Likely the chamber of commerce is cringing at Kern County’s new title — “The Murder Capital of California.” But that is how Gov. Gavin Newsom described it during a recent news conference.
It’s not a fair description. In fact, it’s just another poke in a continuing insult exchange between the governor and Kern politicians.
There are few “white hats” in this war of words, as Kern’s mostly Republican politicians try to lay the blame for crime at the Democratic governor’s feet.
This show is getting old. If anyone — on either side to of the political divide — really wants to solve problems, they should look for common solutions.
The latest volley of insults is based on state crime statistics that show for the past several years, Kern has had the highest homicide rate of any county in the state. (It’s nice to be No. 1, but not in murders.)
This does not mean there are more murders in Kern than anywhere else in the state. Rather, based on the county’s population size, the “homicide rate” is high.
According to the California Attorney General’s Office, in 2020, Kern’s rate was 12.7 homicides per 100,000 residents, with 116 people dying. San Joaquin County was No. 2, with 10.8 homicides per 100,000 residents, with 84 people dying.
But in sheer numbers, the entire county was dwarfed by just the city of Los Angeles in 2020 for the number of homicides, with 349 people murdered — add in several hundreds more if you considered all of Los Angeles County.
Statistics can be twisted to paint any picture, or fuel an argument over increasing crime and violence in California’s communities. And to what end? Instead, how about actually solving problems and making Californians safer?

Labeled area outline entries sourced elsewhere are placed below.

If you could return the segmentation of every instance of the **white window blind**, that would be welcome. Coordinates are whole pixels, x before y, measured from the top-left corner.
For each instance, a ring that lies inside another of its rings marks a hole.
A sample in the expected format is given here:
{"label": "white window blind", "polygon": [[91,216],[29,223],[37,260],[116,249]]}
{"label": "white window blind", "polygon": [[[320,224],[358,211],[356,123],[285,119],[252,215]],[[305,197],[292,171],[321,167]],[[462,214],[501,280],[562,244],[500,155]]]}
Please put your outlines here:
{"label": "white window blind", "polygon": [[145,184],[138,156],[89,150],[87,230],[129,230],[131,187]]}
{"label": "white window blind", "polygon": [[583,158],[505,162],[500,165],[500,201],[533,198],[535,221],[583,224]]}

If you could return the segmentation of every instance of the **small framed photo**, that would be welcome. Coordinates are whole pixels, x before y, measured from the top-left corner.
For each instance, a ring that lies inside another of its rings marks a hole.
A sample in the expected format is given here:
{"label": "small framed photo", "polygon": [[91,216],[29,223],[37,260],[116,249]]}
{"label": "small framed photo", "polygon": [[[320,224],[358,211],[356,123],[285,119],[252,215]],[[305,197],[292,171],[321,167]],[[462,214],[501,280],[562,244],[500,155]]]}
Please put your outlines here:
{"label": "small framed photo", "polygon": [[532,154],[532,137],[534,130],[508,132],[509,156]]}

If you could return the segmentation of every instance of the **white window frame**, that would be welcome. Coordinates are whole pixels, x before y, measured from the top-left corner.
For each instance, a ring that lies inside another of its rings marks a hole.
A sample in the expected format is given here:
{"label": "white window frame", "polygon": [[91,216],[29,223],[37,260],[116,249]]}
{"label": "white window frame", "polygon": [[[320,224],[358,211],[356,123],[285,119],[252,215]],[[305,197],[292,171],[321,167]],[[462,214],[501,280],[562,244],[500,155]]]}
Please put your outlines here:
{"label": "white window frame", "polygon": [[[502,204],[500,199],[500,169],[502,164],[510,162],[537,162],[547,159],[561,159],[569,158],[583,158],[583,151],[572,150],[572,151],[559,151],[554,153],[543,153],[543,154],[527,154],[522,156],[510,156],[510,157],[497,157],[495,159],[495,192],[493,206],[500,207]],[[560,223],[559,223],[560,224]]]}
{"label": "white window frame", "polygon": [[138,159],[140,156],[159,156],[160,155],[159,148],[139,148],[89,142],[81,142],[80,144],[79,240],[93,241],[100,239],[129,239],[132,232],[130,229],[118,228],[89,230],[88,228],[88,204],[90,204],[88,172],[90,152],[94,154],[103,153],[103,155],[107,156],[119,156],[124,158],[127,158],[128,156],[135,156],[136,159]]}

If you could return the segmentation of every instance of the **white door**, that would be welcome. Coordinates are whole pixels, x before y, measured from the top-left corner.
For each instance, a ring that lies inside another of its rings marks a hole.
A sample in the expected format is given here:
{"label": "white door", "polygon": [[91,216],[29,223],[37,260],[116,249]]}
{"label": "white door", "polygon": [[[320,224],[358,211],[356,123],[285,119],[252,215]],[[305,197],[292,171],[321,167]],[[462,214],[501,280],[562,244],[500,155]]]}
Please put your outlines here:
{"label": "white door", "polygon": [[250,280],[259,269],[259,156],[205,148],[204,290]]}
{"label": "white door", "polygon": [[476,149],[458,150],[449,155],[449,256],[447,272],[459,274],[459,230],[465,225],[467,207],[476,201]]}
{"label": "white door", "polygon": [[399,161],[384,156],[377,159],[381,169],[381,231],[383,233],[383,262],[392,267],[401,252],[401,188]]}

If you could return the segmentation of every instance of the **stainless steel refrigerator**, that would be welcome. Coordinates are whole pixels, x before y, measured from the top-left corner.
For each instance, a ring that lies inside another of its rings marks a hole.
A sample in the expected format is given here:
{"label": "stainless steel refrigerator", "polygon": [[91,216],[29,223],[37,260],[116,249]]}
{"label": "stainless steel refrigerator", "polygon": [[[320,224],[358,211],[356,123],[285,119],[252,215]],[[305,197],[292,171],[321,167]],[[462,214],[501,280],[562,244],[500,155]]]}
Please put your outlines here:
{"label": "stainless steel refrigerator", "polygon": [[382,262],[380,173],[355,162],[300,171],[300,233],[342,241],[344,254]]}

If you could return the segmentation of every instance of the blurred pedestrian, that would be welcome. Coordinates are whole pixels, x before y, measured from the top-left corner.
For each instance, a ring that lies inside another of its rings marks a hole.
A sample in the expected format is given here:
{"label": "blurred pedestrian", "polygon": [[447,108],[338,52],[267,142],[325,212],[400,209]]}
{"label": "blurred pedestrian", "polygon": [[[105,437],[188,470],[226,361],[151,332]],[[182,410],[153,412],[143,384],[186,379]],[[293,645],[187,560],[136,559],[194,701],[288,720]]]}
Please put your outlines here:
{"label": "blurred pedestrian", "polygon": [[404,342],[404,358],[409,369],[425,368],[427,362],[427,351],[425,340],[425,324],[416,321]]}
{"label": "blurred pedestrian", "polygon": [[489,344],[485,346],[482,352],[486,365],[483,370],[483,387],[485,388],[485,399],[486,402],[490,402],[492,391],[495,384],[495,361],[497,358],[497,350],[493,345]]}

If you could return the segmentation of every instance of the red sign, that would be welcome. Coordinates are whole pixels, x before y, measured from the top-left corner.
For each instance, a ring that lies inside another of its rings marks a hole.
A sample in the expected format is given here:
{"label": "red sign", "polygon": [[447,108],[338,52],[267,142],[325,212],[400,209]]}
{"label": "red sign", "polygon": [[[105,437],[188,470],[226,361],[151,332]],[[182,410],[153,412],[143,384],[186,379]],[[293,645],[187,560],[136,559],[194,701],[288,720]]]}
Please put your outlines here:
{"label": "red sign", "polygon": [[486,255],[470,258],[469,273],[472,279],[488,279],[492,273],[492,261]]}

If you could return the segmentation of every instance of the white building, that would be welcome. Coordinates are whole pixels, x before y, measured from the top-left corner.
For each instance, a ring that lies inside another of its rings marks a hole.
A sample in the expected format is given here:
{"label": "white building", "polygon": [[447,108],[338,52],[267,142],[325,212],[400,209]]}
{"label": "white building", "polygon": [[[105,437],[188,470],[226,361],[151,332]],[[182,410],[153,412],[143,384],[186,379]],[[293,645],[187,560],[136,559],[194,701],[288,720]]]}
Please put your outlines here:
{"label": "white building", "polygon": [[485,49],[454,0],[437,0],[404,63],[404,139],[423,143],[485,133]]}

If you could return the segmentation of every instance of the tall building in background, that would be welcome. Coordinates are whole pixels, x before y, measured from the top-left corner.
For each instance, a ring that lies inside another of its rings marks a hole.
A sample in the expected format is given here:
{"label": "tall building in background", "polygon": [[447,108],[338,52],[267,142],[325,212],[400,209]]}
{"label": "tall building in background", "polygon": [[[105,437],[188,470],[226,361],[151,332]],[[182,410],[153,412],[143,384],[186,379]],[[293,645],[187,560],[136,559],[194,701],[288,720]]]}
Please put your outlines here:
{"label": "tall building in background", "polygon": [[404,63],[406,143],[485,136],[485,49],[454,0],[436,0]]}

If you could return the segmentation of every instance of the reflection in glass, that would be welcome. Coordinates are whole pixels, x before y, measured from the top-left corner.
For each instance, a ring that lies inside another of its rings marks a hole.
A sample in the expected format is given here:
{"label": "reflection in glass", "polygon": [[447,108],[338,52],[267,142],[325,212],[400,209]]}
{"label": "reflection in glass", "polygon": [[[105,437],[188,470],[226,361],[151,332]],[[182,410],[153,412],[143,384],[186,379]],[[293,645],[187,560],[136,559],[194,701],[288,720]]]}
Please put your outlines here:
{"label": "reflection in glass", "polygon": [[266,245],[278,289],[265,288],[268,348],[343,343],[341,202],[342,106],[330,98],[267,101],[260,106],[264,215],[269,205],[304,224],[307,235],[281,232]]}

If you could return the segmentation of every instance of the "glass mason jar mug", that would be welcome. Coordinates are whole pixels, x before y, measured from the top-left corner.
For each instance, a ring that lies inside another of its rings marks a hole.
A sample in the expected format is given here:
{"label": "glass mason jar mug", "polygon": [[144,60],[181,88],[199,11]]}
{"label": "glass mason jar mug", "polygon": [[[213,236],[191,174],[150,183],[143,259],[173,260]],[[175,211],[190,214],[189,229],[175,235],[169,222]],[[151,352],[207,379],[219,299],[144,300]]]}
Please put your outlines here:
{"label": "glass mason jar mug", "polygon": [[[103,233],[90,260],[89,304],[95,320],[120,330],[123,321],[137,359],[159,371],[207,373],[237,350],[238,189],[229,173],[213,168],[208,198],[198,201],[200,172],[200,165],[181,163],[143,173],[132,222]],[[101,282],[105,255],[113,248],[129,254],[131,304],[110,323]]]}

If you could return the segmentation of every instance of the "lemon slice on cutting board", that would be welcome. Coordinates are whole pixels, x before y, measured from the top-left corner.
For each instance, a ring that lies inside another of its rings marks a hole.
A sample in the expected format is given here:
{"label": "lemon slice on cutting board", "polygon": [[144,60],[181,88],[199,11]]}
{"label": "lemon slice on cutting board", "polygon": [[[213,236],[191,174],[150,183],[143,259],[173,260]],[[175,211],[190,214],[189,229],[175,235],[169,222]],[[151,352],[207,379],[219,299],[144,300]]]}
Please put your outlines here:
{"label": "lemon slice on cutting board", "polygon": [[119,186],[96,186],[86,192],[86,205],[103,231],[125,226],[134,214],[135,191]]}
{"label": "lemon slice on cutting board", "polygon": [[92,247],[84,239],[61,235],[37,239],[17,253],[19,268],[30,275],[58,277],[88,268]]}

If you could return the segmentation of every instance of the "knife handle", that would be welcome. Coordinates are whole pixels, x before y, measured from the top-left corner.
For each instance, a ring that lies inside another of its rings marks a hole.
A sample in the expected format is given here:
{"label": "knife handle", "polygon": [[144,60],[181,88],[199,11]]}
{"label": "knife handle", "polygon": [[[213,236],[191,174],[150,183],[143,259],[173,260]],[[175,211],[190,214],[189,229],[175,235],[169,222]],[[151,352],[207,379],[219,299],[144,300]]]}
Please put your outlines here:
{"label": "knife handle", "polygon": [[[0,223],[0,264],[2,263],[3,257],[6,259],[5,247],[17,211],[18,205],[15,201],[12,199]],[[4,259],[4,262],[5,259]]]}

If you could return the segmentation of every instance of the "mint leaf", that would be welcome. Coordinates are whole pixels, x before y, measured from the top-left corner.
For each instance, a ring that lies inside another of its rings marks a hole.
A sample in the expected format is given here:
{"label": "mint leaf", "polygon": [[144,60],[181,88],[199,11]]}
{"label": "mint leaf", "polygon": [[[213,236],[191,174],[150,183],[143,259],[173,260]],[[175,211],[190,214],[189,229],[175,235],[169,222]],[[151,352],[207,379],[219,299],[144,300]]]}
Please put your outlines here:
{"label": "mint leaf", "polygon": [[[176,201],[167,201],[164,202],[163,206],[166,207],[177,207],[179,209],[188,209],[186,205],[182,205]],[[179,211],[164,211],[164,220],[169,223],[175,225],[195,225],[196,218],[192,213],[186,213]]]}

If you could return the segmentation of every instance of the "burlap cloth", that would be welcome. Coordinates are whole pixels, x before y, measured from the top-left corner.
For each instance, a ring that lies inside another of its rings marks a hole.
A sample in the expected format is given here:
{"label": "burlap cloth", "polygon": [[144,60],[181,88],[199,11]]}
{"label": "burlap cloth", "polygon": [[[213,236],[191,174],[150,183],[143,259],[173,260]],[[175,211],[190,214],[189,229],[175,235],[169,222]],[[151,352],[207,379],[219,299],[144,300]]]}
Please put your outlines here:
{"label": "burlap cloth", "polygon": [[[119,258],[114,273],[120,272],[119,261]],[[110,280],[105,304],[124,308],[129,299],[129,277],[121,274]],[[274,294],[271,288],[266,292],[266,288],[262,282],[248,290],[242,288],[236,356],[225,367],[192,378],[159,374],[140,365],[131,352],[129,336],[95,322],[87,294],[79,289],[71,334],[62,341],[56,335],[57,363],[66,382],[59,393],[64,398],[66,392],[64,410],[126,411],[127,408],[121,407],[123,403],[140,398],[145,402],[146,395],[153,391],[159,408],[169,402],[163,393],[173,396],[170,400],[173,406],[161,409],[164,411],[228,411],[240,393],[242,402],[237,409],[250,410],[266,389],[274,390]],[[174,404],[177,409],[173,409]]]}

A few days ago, Kern County District Attorney Cynthia Zimmer slapped back at Newsom with an open letter to the governor published in The Californian.
“Gov. Newsom, you have failed to protect Californians from crime, but you have succeeded in destroying their confidence in the criminal justice system,” she concluded, after blaming Newsom for signing laws and adopting policies that released from prison dangerous criminals and reduced penalties for crimes.
Zimmer put the blame on Newsom, when in some cases, it was California voters who overwhelmingly passed ballot initiatives and courts that issued rulings demanding criminal justice reforms.
In 2020, California voters overwhelmingly rejected Proposition 20, which was backed by law enforcement and prosecutors and which would have rolled back some reforms Zimmer now blames for the state crime rate.
Zimmer was correct to note that prison realignment has moved many criminals out of state prisons and into county jails. And in the wake of the COVID-19 pandemic, some inmates convicted of violent crimes were released from state prison to reduce crowding.
Last summer, Zimmer spoke in Ridgecrest to explain Kern’s high murder rate. As reported by the Ridgecrest Daily Independent, the district attorney then also blamed such things as the rise of street gangs — notably prison gangs.
“We have five prisons,” Zimmer reportedly said in her Ridgecrest presentation. There are “more prisons in Kern County than in any other place. So, if there is a murder that occurs in a prison, that goes into our statistics.”
She noted other contributors to Kern’s crimes are high rates of drug use, teen births, low high school graduation rates and increased homelessness.
It is no coincidence that the California counties with the highest homicide rates are rural counties that provide plenty of remote, hard-to-patrol places for criminals to conduct business, including murder.
The proximity to Los Angeles and gang-plagued Southern California urban centers, combined with relatively affordable housing, have for decades attracted criminals to Kern.
If they ever were, today’s Kern and Bakersfield are not “Andy’s Mayberry,” where homes safely can remain unlocked and crime is low.
Why is Kern’s homicide rate the state’s highest? Political sound bites on both sides will not provide the answers.
It takes a willingness to look honestly at our problems and work together for solutions.